But the issue here is arming slaves to fight as soldiers. The South desperately needed manpower. They had a huge number of able-bodied men in bondage. These men were a potential source for fresh troops and men like Cleburne and Oates and General Thomas C. Hindman and others pushed for adopting a policy of offering emancipation to any slave willing to fight for his freedom and their independence.
It was vigorously opposed by the CSA government, until finlly in 1865 they president and congress finally voted to begin arming slaves. But here is another distinction we have yet to mention in this discussion. The bill that finally passed allowing armed slave regiments to be formed, did not conscript the slaves themselves, but it only allowed a slaveholder to donate his slaves to serve as soldiers, and therew as no provision in the bill to offer for emancipation in exchange.
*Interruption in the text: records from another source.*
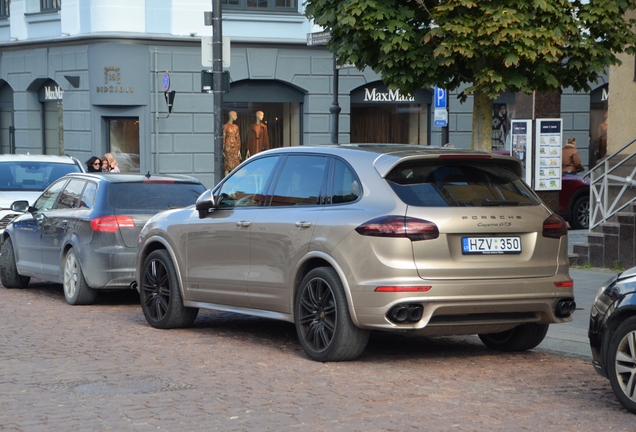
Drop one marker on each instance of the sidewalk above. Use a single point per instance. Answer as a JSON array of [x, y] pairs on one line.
[[571, 339]]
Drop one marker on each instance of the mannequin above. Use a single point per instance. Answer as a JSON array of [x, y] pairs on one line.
[[231, 143], [258, 137]]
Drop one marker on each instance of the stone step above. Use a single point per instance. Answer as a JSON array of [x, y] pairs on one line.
[[574, 260]]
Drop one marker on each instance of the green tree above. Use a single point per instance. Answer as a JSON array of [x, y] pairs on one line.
[[490, 45]]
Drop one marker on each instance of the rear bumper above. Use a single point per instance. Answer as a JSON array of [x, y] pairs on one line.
[[466, 307], [110, 267]]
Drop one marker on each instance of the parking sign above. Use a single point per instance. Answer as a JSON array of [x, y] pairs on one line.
[[440, 97]]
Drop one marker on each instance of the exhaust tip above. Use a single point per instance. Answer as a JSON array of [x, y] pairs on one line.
[[405, 313], [565, 308]]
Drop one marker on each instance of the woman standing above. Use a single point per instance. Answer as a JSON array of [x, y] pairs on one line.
[[94, 164], [571, 163], [111, 163]]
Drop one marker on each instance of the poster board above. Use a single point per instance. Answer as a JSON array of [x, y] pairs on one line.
[[521, 146], [549, 137]]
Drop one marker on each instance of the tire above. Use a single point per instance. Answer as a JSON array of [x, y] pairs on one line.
[[322, 319], [580, 213], [76, 290], [9, 275], [520, 338], [621, 362], [159, 293]]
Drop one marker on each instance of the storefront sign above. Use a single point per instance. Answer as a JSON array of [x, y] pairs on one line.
[[118, 74], [522, 146], [377, 93], [373, 95], [50, 92], [548, 154]]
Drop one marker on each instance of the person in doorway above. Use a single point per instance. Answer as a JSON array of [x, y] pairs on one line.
[[231, 143], [258, 137], [571, 160], [112, 163], [94, 164]]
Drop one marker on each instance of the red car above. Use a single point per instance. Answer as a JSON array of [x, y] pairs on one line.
[[574, 198]]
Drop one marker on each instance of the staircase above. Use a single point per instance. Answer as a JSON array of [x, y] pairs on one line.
[[611, 241]]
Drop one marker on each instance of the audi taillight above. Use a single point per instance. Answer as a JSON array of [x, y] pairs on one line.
[[554, 227], [112, 223], [399, 226]]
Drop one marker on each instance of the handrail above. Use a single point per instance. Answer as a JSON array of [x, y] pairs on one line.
[[602, 178]]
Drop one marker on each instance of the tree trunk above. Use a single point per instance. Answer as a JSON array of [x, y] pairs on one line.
[[482, 122]]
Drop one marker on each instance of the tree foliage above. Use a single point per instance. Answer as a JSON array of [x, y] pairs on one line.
[[489, 45]]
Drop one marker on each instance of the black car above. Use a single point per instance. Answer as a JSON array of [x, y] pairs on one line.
[[83, 230], [613, 335]]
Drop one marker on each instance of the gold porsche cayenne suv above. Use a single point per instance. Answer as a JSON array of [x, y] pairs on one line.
[[342, 240]]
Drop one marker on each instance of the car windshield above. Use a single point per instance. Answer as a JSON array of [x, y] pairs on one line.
[[457, 185], [153, 196], [31, 176]]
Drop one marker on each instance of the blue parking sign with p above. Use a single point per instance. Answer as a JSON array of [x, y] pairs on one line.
[[440, 97]]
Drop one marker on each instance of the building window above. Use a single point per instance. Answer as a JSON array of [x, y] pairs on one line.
[[4, 8], [261, 5], [50, 5]]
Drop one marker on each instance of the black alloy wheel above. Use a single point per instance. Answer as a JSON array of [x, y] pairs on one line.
[[580, 215], [323, 323], [621, 362], [159, 293]]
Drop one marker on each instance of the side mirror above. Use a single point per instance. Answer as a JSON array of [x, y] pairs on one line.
[[20, 206], [205, 203]]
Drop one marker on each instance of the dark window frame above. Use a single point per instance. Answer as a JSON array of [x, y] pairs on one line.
[[5, 10], [50, 5], [242, 5]]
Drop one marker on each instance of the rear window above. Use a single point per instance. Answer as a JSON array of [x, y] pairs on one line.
[[32, 176], [153, 196], [459, 185]]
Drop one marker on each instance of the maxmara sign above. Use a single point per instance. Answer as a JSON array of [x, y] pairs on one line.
[[373, 95], [53, 93]]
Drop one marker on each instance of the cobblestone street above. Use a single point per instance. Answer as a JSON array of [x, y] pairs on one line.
[[102, 367]]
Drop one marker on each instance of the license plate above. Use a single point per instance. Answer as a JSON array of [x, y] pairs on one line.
[[491, 245]]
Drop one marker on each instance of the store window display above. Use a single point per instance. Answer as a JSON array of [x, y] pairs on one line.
[[258, 136], [231, 143]]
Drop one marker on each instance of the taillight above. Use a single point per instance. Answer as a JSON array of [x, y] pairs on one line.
[[554, 227], [399, 226], [112, 223]]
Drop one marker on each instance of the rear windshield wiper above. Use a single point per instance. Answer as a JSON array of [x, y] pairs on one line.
[[494, 203]]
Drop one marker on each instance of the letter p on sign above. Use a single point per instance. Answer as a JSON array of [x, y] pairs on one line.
[[440, 98]]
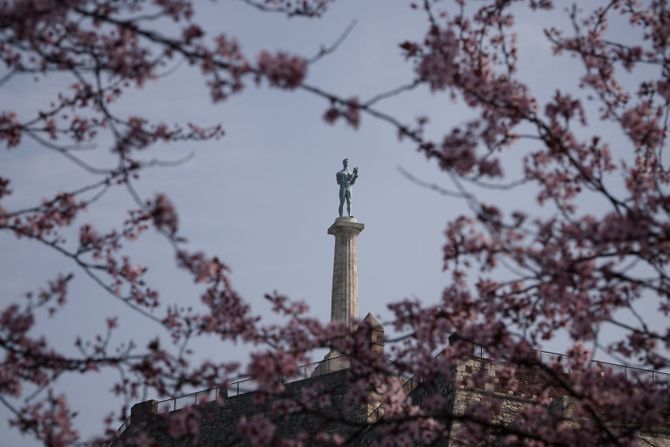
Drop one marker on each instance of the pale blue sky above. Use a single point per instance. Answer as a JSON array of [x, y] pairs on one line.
[[262, 197]]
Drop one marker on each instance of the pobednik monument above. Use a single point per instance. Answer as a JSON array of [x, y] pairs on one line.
[[344, 293]]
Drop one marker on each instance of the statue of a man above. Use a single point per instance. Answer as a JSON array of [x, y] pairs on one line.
[[346, 180]]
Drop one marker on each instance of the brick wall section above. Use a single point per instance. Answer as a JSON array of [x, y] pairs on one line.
[[217, 423]]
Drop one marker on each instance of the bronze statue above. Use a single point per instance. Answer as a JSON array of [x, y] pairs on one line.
[[346, 180]]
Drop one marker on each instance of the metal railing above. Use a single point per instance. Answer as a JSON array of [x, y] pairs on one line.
[[554, 358], [247, 385], [242, 386]]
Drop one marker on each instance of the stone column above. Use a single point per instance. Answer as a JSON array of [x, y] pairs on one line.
[[344, 296]]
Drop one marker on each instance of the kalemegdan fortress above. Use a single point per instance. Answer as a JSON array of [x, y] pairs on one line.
[[220, 409]]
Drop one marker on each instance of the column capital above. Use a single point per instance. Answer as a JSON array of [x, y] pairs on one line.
[[346, 224]]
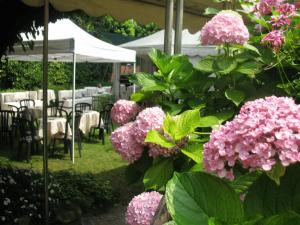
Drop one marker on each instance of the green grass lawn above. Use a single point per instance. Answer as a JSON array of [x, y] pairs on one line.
[[100, 160]]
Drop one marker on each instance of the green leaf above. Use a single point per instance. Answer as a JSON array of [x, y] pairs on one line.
[[161, 60], [211, 11], [225, 65], [224, 115], [242, 183], [208, 121], [289, 218], [249, 68], [158, 174], [193, 198], [206, 64], [251, 48], [193, 151], [185, 123], [276, 173], [266, 198], [156, 137], [236, 96]]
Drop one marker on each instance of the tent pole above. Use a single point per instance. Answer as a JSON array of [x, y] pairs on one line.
[[134, 72], [178, 26], [73, 106], [116, 81], [45, 103], [168, 26]]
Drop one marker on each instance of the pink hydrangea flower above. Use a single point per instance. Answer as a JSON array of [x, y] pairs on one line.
[[124, 111], [142, 208], [279, 21], [275, 38], [148, 119], [225, 27], [265, 7], [264, 132], [287, 9], [125, 143]]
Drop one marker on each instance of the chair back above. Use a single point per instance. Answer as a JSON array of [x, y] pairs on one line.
[[26, 128], [83, 106], [105, 115], [27, 102], [6, 119]]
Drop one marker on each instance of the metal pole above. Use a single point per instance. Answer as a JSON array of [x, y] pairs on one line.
[[168, 26], [45, 103], [134, 72], [178, 26], [73, 105]]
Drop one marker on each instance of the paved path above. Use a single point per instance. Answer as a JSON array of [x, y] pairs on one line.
[[115, 216]]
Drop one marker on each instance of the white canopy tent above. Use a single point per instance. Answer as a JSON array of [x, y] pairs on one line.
[[190, 45], [69, 43]]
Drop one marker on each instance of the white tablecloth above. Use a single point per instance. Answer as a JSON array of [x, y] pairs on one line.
[[88, 120], [56, 125]]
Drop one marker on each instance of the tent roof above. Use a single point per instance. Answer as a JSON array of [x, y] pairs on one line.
[[66, 38], [190, 44], [143, 11]]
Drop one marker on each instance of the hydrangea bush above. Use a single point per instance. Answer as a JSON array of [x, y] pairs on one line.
[[264, 132], [142, 208]]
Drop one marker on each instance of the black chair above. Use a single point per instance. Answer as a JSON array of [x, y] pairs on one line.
[[62, 137], [6, 131], [83, 106], [28, 137], [78, 133], [105, 123], [27, 102]]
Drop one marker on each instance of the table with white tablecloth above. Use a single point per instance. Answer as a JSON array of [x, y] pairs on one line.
[[56, 125]]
In effect they were only offering a slaveholder, not the slave, the choice to permit his slave to be allowed to fight as an armed soldier, who would be fighting to keep himself, his wife and his children as slaves, with maybe only a vague a hope he might be granted freedom someday for his willingness to become cannon fodder. That was the final legislation passed on the issue. and the vote was close.
So there it is: even in the final throes of the last days of a quickly falling confederacy and with the leadership grasping at the last desperate straws, when it came down to making a choice between emancipation of slaves or their own independence, the leadership of the CSA clearly chose that maintaining slavery trumped independence.